While the aftermath of the Great Recession saw an increase in enrollment for most institutions of higher education, it left many—namely small, private, religious institutions—at-risk for closure as they struggled to maintain enrollment and keep financial endowments viable. Although many of these colleges and universities choose to merge with neighboring institutions in an act of preservation, sell land to increase their endowments, or be absorbed by larger institutions, others choose to permanently close their doors. We’ve seen a lot of colleges close in the past year—here are the highlights.
Last October, the small university in Omaha, NE, announced its closure at the end of the academic year due to an unexpected decline in enrollment. Previously, the university had plans to sell the campus and relocate, but the financial burden of a particularly small incoming class became too great.
As a nondenominational Christian institution, Grace University has always had a small student body with a current enrollment of fewer than 300 students. While many blame the university’s struggles on the trend of declining enrollment at small, religious institutions, others note Grace’s lack of STEM programs as a major factor.
St. Gregory’s University
Unlike many universities that have had considerable time to develop plans for closure, St. Gregory’s University in Tulsa, OK, announced last November that the university would be closing its doors in less than two months, at the end of the fall semester.

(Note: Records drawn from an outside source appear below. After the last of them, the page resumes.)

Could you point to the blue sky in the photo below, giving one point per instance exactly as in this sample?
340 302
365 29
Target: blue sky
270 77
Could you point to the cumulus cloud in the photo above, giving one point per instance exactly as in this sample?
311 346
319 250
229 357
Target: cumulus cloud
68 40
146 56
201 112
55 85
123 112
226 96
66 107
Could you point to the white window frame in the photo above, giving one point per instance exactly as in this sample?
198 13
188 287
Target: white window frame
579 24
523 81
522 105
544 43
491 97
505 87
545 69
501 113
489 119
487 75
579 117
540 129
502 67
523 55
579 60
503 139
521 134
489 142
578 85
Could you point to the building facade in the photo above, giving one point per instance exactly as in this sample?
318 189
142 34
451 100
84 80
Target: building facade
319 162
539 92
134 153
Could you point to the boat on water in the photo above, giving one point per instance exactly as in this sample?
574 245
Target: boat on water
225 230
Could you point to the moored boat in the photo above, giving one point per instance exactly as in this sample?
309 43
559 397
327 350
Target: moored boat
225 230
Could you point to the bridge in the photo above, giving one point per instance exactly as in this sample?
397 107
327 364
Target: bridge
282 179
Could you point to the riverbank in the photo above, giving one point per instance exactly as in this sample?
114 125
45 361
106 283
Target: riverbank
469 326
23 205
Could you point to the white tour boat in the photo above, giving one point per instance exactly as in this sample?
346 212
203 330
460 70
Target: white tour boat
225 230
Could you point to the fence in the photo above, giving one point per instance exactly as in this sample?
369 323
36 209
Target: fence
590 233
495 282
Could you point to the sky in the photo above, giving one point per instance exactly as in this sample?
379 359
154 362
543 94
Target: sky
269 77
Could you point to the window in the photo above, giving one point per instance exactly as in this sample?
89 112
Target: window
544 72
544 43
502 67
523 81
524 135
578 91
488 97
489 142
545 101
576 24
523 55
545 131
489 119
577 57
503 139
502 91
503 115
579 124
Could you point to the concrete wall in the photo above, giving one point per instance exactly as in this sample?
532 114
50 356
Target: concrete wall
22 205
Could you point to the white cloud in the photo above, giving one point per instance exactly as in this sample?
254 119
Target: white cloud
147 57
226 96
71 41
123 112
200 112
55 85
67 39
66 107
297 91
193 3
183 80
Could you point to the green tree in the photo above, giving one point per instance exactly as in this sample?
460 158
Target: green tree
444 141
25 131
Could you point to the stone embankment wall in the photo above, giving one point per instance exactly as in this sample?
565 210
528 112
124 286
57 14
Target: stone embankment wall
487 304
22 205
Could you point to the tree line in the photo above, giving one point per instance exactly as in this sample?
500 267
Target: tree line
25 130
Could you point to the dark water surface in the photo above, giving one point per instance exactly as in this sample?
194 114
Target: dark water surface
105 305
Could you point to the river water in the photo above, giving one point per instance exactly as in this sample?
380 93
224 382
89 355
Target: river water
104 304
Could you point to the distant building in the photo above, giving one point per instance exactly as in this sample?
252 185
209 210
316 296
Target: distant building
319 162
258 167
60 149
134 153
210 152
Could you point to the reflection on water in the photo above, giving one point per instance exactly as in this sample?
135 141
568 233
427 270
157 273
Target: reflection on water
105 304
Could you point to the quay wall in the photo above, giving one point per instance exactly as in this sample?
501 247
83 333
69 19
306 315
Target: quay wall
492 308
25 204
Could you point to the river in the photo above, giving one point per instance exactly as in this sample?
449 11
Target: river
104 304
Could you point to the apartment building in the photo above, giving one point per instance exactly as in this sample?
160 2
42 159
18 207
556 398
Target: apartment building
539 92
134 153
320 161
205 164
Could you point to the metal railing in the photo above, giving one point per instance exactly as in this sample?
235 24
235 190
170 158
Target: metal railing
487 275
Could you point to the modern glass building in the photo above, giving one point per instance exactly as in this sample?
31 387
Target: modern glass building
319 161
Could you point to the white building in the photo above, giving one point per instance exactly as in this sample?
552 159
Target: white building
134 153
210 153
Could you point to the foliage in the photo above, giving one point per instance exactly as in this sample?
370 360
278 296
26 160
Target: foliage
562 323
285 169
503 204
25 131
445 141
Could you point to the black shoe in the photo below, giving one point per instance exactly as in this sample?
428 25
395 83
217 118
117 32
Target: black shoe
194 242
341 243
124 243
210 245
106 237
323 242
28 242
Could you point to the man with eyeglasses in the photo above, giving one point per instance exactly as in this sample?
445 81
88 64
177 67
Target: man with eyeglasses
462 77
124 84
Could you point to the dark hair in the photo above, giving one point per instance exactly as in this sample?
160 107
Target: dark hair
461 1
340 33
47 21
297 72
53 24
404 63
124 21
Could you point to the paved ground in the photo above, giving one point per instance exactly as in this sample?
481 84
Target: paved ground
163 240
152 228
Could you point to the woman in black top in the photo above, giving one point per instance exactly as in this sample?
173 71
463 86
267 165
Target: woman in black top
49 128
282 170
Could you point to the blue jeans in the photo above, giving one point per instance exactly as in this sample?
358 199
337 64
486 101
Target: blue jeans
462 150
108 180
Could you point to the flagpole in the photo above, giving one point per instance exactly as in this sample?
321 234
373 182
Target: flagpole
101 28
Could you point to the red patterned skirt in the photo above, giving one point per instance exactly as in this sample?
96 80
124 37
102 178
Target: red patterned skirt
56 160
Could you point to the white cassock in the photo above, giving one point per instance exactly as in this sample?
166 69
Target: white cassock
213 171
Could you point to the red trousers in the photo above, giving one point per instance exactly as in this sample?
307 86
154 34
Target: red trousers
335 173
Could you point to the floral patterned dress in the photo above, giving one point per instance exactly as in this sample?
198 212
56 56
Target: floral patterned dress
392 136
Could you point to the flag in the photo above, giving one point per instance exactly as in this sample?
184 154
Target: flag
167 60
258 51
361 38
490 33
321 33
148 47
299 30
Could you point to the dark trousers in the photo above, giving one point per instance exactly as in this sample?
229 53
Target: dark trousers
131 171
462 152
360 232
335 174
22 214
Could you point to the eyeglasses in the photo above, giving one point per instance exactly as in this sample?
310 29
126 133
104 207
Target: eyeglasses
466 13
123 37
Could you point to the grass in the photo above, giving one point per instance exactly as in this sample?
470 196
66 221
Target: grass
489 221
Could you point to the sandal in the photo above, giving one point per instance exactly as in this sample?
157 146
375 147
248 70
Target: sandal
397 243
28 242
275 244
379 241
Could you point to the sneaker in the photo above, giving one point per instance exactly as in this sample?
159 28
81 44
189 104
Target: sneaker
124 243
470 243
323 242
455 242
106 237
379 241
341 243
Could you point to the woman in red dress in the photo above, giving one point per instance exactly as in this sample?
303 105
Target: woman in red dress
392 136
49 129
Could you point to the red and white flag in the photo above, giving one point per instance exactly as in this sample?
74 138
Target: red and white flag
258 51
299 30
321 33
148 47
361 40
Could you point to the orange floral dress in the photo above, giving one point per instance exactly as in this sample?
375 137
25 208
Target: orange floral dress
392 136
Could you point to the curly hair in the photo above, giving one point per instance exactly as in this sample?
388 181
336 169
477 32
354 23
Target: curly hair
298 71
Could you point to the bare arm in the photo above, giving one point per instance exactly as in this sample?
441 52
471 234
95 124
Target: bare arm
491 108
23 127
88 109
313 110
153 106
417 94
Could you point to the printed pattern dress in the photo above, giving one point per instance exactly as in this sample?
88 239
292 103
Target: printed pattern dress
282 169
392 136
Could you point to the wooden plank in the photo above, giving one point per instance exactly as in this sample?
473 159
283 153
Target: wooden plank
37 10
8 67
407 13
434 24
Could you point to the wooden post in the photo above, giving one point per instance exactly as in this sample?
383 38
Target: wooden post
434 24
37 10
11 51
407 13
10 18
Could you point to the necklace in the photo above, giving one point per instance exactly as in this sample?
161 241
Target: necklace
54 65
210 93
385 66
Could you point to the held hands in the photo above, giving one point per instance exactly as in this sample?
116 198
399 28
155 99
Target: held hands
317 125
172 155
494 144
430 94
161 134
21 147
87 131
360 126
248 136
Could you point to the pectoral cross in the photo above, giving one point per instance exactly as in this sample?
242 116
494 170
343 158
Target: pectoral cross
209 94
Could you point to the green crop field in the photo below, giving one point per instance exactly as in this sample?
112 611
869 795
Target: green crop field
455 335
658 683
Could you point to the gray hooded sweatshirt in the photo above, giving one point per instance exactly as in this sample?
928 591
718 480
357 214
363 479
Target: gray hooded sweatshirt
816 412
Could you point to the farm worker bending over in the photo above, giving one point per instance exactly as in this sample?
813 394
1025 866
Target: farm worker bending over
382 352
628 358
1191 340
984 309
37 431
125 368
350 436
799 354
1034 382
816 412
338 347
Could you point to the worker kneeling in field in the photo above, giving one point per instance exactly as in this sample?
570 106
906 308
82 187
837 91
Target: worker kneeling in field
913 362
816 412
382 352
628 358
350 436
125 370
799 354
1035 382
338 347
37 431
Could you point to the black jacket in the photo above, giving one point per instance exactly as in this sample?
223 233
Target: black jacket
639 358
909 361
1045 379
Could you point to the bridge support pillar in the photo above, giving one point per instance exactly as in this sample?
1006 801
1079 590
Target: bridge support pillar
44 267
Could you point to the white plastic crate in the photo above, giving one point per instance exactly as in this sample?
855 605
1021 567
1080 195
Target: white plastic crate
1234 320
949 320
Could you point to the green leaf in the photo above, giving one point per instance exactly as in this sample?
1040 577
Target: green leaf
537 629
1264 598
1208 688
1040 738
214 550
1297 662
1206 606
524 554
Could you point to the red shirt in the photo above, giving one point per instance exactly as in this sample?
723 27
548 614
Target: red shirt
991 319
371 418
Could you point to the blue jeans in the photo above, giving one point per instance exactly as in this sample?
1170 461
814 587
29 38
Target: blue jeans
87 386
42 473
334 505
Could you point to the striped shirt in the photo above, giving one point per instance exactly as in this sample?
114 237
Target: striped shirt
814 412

The news came soon after the school was turned down for a loan by the U.S. Department of Agriculture—a loan that the university was, unfortunately, relying on for future financial stability. Founded in 1875 by Benedictine monks and with an enrollment of almost 600 students, the school’s closure came as a shock to many.
Memphis College of Art
As a small, nonprofit arts college in Memphis, TN, the Memphis College of Art’s enrollment dropped from 380 to almost 300 students in the past year. Because of this, the college has decided not to admit any more students but will still be bringing current students to the end of their college careers by May 2020. The school will maintain its obligation to current students by selling real estate assets and relying on the help of donors as well as student tuition.
While Memphis College of Art is a relatively small school, it played a major role in the art scene in Memphis, meaning its closure will affect not only its students, employees, and graduates but also the surrounding community.
Due to declining enrollment since 2013, the Roman Catholic university in Oregon will be closing its doors at the end of the calendar year. After the university’s closure, the campus will be handed over to its original religious affiliation, the Sisters of the Holy Names. The school has highlighted plans to graduate many students and help place remaining students in other educational institutions.
After deliberating the university’s financial situation for months, the Board of Trustees at Marylhurst University announced the closure on May 17, stressing the importance of making this decision before it’s too late: “ Unlike other university closures, which have frequently followed a loss of accreditation, mounting debt, recalled loans or bad audits, we are fortunate to have monitored our situation closely so we could make this decision before encountering any of those problems.” However, Marylhurst University is a break in the pattern for other recent closures as it’s not part of the Midwest or Northeast—where many colleges are seeing a decrease in enrollment—and, located just ten miles outside of Portland, it’s not located in a rural area, which is also a risk factor for small colleges.